Anxiety and Restlessness
The Colocynthis states of acute pain are usually accompanied by great anxiety and restlessness. ‘Complaining bitterly day and night’, ‘Anxiety, restlessness irritability and tearfulness’ are among the characteristics of the remedy.
The severe stomach and abdominal cramps may cause oppression of the chest and lead to states of anxiety, and only ‘violent motion and wriggling around’ will relieve a little. ‘No position brings rest or relief; has to scream loud with pain’. Headaches are compelling him to cry, scream and walk the room, it is impossible to rest and lie still. Again and again, in the cases we find the words ‘doesn’t find rest anywhere’, or ‘pains that do not permit any rest, neither by day nor by night’.
The violent pains not only cause restlessness and anxiety on the emotional and mental level, they also cause upheaval in the body.
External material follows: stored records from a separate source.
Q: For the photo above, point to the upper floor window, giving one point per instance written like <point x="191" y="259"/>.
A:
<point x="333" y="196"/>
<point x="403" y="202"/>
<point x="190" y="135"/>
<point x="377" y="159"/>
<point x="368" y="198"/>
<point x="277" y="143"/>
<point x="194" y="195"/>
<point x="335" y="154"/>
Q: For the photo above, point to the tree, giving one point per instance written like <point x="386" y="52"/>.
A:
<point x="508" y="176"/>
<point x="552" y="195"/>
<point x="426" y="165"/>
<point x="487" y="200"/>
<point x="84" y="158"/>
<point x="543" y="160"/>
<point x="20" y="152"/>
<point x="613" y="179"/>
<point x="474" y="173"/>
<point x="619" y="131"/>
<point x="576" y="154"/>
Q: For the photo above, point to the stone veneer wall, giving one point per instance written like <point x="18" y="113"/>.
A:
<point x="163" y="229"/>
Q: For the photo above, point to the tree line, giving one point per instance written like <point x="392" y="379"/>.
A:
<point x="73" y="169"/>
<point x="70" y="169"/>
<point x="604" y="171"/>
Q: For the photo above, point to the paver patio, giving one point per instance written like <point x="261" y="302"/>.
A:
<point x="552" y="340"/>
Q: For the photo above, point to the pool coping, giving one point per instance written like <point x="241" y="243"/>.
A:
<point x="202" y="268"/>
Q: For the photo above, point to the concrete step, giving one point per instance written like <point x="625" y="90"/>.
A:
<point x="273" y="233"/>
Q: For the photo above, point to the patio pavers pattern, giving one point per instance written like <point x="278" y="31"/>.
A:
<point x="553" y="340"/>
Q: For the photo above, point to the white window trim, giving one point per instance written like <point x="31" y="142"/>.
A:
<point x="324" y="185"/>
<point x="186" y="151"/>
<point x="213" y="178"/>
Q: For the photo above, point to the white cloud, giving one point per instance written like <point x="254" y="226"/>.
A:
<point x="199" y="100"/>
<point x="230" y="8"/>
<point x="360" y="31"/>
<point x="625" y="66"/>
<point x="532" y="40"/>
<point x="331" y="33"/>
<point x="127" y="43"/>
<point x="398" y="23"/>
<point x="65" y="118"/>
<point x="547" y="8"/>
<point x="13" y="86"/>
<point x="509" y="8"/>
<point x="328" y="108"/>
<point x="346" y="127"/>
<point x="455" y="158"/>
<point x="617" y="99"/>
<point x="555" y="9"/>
Abdominal pains are often accompanied by vomiting and diarrhoea, which is rather a consequence of the extreme pain than a problem of digestive disturbance. And Kent emphasises that nausea does not appear at first, but when the pain becomes sufficiently intense nausea and vomiting begin’.
The face of the Colocynthis patient bears the marks of the violent pain; the features are distorted. ‘Pinching pain in the abdomen, as if the bowels were pressed inward, with cutting extending toward the pubic region, so severe below the navel that the muscles of the face are distorted and the eyes drawn closed’.
Moreover, there is an aversion to mental exertion of any kind, ‘dislike to study’. And Colocynthis patients are especially disinclined to open themselves up to other people. In the Austrian provings, we find the following remark; ‘Disinclined to mental and physical work, even to see good friends; faint-hearted’.